ГЛАВА ДВАДЦАТЬ ЧЕТВЕРТАЯ

   Однажды в воскресенье утром, - ребенку было тогда около трех месяцев, - в Карльтон-Холл неожиданно приехало двое незнакомых людей. В связи с их приездом хозяин мой весь день был занят какими-то срочными делами, и ему пришлось пропустить религиозное собрание, назначенное им на этот день.
   Меня это нарушение порядка не очень-то огорчило: я получил возможность проведать жену мою и ребенка.
   Стояла осень. Летняя жара спала. Утро было ясное. Воздух казался необыкновенно мягким и был напоен благоуханием. Леса ласкали глаз необычайным разнообразием красок, яркостью почти превосходящих весенние.
   Я ехал верхом, направляясь в Поплар-Гроув. Окружающая красота и какая-то особенная прозрачность неба наполняли мою душу тихой радостью. Так нужна мне была сейчас эта радость после многих неприятных и тяжелых минут, пережитых за последнюю неделю!… Каждое новое унижение, которого я не мог избежать в моем положении раба, я переживал теперь вдвойне болезненно - за себя и одновременно за своего ребенка, предвидя его будущее.
   Когда я выезжал из дому, на душе у меня было как-то невесело, но движение и чудесный осенний воздух влили в меня бодрость, какой я давно не ощущал.
   Касси встретила меня улыбкой и ласками, которыми женщина так щедро осыпает любимого мужа. Хозяйка накануне подарила ей новое платье для ребенка, и она нарядила его, чтобы малыш мог достойно встретить своего отца. Касси принесла ребенка и положила его мне на колени. Она восхищалась его красотой и, охватив мою шею руками, пыталась в чертах сына уловить сходство с чертами отца.

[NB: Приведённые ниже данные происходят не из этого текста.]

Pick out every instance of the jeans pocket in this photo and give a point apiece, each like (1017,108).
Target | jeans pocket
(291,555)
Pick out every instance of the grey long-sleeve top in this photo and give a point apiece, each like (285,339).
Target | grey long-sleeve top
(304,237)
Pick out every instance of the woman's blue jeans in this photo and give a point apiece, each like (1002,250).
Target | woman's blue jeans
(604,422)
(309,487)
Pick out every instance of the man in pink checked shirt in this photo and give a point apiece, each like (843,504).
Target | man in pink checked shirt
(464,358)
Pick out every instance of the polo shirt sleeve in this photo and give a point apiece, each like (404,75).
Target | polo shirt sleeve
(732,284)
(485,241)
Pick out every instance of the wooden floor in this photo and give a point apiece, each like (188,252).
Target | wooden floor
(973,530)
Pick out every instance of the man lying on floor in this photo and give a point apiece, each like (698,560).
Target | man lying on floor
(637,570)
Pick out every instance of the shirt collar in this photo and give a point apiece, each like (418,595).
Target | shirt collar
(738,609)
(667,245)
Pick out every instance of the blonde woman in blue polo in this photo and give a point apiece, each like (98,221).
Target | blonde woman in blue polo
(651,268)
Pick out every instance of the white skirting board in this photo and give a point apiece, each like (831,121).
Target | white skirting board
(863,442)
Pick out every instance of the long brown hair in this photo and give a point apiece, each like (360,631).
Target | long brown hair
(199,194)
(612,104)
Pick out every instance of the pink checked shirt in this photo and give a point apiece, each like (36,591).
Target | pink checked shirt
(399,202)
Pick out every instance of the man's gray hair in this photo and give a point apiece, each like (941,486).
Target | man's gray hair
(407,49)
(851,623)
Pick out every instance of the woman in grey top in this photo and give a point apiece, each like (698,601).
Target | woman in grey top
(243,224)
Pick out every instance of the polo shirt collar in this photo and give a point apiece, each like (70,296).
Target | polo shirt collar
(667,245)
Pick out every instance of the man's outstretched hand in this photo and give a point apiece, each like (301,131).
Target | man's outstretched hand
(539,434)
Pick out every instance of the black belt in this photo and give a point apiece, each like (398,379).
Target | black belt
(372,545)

Вся во власти материнской любви, она готова была забыть о будущем. Осыпая меня нежными ласками, она старалась и меня заставить забыть о грядущем. Но ей не удавалось достигнуть цели. Вид ребенка, улыбавшегося в неведении своей участи, навевал на меня глубокую печаль. В то же время мне больно было убивать надежду и радость в душе моей жены, и, стараясь убедить ее, что усилия развлечь меня не пропали даром, я пытался проявить веселость, которой душа моя была чужда.
   Погода стояла прекрасная, и мы соблазнились возможностью прогуляться. Мы бродили по полю и роще, по очереди неся ребенка на руках. Касси жаждала поделиться со мной тысячью мелочей, подмеченных ею у ребенка и свидетельствовавших о его быстром развитии. Она говорила с увлечением и горячностью, свойственными матери. Я не решался отвечать. Я знал, что стоит мне заговорить, и я уже не смогу владеть собой, а я не хотел омрачать ее веселость, дав волю горьким чувствам, кипевшим в моей душе.
   Часы шли незаметно, и солнце уже склонялось к закату. Хозяин приказал мне вернуться к ночи, и пора было уходить. Я прижал к груди моего сына и, поцеловав Касси в щеку, сжал ее руку. Но она не удовлетворилась таким холодным прощанием и, обвив мою шею руками, стала осыпать меня поцелуями. Это пылкое проявление чувств так сильно отличалось от ее обычной сдержанности, что поразило меня. Возможно ли, что она в эти мгновения инстинктивно предугадывала то, что должно было произойти? Мелькнула ли в мозгу ее мысль, что это наше последнее свидание?…

ГЛАВА ДВАДЦАТЬ ПЯТАЯ

   В Карльтон-Холле, когда я вернулся туда, царило общее смятение. Я не замедлил узнать причину происходящего. Около года назад, как теперь стало известно, мистер Карльтон начал испытывать сильные затруднения в своих денежных делах, и это вынудило его хоть немного поинтересоваться положением своих дел вообще. Тогда только он увидел, что сильно задолжал и что долги его достигли таких размеров, о которых он и понятия не имел. Его кредиторы, которых давно уже кормили обещаниями, потеряли, наконец, терпение и стали проявлять настойчивость. Перед мистером Карльтоном встала необходимость прибегнуть к решительным мерам. Казалось, лучшим способом было занять сразу у кого-нибудь крупную сумму, и он обратился к ростовщикам в Балтиморе. В обеспечение он выдал им закладную на всех своих невольников, включая и домашних слуг.
   Деньги, которые ему удалось таким путем добыть, пошли прежде всего на урегулирование тех дел, которые успели дойти до суда. Оставшейся суммы едва хватило на то, чтобы удовлетворить наиболее требовательных кредиторов.
   Деньги под закладную были взяты сроком на один год - не потому, чтобы мистер Карльтон мог надеяться из собственных средств к сроку погасить свой долг, - он успокаивал себя надеждой на то, что за это время ему удастся занять где-нибудь значительную сумму на более длительный срок и, покрыв сразу все свои старые долги, освободиться также и от закладной.
   Время шло, а надежды не оправдывались. Срок возврата полученной суммы наступил, а мистер Карльтон все еще только вел переговоры о новом займе. Прошел уже месяц с тех пор, как деньги по закладной должны были бы быть внесены.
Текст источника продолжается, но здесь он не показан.